Transactions - AUGUST 22, 2017

SEA Holdings completes Old Broad Street buy in London

by Andrea Waitrovich

Hong Kong–listed SEA Holdings has completed the £258 million ($334.4 million) acquisition of 33 Old Broad St., in the City of London, from Evans Randall.

The 191,000-square-foot office marks the second property acquisition in London for the group after one of its subsidiaries, Asian Growth Properties, last year bought 20 Moorgate, a prime City of London office let to the Bank of England for £155 million ($199 million).

The office property at 33 Old Broad St. is let entirely to the Bank of Scotland, serving as the City of London headquarters of banking and insurance firm HBOS.

Built in 1997 by British developer Helical Bar (now Helical), the property was sold to Evan Randall in 2006 for £197 million ($364 million).

In the first six months of 2017, Chinese investors spent £3.96 billion ($5.10 billion) on London commercial property, according to CBRE. It is the highest amount on record and outpacing the £2.69 billion ($3.45 billion) spent during 2016. And Hong Kong investors accounted for 92 percent of the Chinese investment, according to the Knight Frank agency.

China’s State Council issued new rules on Friday, restricting overseas investments by Chinese entities, which specifically target transactions involving real estate, hotels and other areas.
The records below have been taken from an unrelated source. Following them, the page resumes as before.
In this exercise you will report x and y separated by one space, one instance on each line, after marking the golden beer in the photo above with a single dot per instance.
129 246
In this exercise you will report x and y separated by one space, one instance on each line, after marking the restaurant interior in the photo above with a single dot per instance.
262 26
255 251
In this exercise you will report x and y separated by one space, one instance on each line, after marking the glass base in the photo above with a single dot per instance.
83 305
The circular, Guidelines on Further Guiding and Regulating Overseas Investments, was approved by the equivalent of China’s cabinet, and jointly attributed to the Ministry of Commerce, the National Development and Reform Commission, the Ministry of Foreign Affairs, and the People’s Bank of China.
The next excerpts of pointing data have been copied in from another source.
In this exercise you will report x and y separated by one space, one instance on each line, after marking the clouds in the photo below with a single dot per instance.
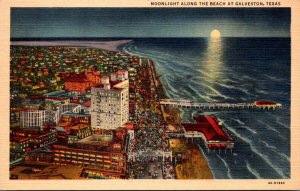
140 22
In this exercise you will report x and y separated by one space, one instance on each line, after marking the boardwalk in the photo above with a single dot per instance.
216 106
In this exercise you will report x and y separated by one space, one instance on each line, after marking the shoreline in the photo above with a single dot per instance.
195 165
105 45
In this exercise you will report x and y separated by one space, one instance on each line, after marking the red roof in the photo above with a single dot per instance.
76 78
207 125
264 102
87 103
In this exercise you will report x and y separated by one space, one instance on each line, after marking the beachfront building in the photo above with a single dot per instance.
109 105
80 82
100 155
33 119
208 128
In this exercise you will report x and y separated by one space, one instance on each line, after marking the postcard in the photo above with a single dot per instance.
187 95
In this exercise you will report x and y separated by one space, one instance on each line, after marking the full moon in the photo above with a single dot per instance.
215 33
The State Council’s circular explains that the new guidelines, which group investments into categories to be “encouraged,” “limited,” and “prohibited” are provided “to strengthen the macro guidance of overseas investment, to further guide and regulate overseas investment, to facilitate the continuous, orderly and healthy development of overseas investment, to effectively guard against all types of risks, and to better meet the needs of national economic and social development…”

The circular directs local governments and ministries, in the case of real estate and other restricted industries, to “guide companies to invest in a prudent manner, and give the necessary guidance and reminders based on the specific situation.”